NOUS AVONS UN PAPE



Après la renonciation de Benoit XVI, François 1er le  cardinal Mario BERGOGLIO du Argentin vient d’être élu pape dans la soirée du mercredi 13 avril 2013.  Deux jours et 5 votes auront suffi pour donner aux milliers de catholiques qui attendaient le nouveau successeur de Pierre, depuis le retrait de Benoit XVI le 23 février dernier.

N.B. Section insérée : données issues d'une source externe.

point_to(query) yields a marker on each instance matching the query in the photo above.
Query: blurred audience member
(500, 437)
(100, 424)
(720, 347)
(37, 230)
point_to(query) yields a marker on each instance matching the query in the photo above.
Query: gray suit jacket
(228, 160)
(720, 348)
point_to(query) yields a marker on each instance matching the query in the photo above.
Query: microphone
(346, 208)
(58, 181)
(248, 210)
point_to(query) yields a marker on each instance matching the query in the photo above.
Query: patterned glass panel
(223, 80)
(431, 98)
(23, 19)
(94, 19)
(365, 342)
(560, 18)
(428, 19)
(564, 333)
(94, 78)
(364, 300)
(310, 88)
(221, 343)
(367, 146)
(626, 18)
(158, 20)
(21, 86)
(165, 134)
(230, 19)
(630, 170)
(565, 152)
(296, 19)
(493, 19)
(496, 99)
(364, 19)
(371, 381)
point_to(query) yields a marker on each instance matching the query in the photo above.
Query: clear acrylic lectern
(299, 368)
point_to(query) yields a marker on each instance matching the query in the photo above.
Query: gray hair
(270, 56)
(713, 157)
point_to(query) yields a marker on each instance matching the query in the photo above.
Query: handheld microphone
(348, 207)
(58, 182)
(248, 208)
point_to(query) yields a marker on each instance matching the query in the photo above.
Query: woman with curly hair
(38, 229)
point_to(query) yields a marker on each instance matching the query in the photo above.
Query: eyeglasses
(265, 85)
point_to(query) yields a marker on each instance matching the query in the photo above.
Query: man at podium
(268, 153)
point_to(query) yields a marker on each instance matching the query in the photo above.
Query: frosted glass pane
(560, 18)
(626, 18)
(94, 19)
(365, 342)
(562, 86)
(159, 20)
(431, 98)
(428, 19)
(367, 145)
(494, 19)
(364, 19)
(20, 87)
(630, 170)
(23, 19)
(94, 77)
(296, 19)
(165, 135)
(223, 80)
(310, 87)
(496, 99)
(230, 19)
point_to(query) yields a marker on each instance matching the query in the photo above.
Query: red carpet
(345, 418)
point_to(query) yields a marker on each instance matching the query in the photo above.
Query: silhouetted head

Simple, ascète des pauvres et intellectuel de l’ordre des Jésuites, François 1er Mario BERGOGLIO pourrait être un pape de la rupture avec certains problèmes qui minent l’Église dont le prélude a été annoncé par Joseph Ratzinger lors de son retrait. Cette tendance transparaît avant tout par le  patronat sous lequel le nouveau pape place son pontificat : François d’Assise. Prêtre fondateur de l’ordre des frères mineurs, Franciscains, Saint François d’Assise a quitté sa richesse pour vivre dans la pauvreté. Il poursuit sa métanoia en rencontrant un sultan musulman pour arrêter le combat entre chrétiens et musulmans.

François 1er, issu d’une famille modeste est connu pour sa lutte contre la pauvreté qu’il trouve inacceptable. En choisissant François d’Assise comme  patron, il choisit de marcher sur ses traces. Ce qui sous-entend une volonté de poursuivre le dialogue avec l’islam entamé par Jean-Paul II, souhaité par Benoit XVI mais assombri cependant par des propos qui ont suscité controverses.
Cette élection vient de surprendre plusieurs personnes qui attendaient un pape du Brésil, de l’Italie, de l’Afrique… sans doute portés par les supputations des spécialistes. Le conclave aura été court et bref. François 1er entame son pontificat alors que l’Eglise » a besoin d’un renouvellement.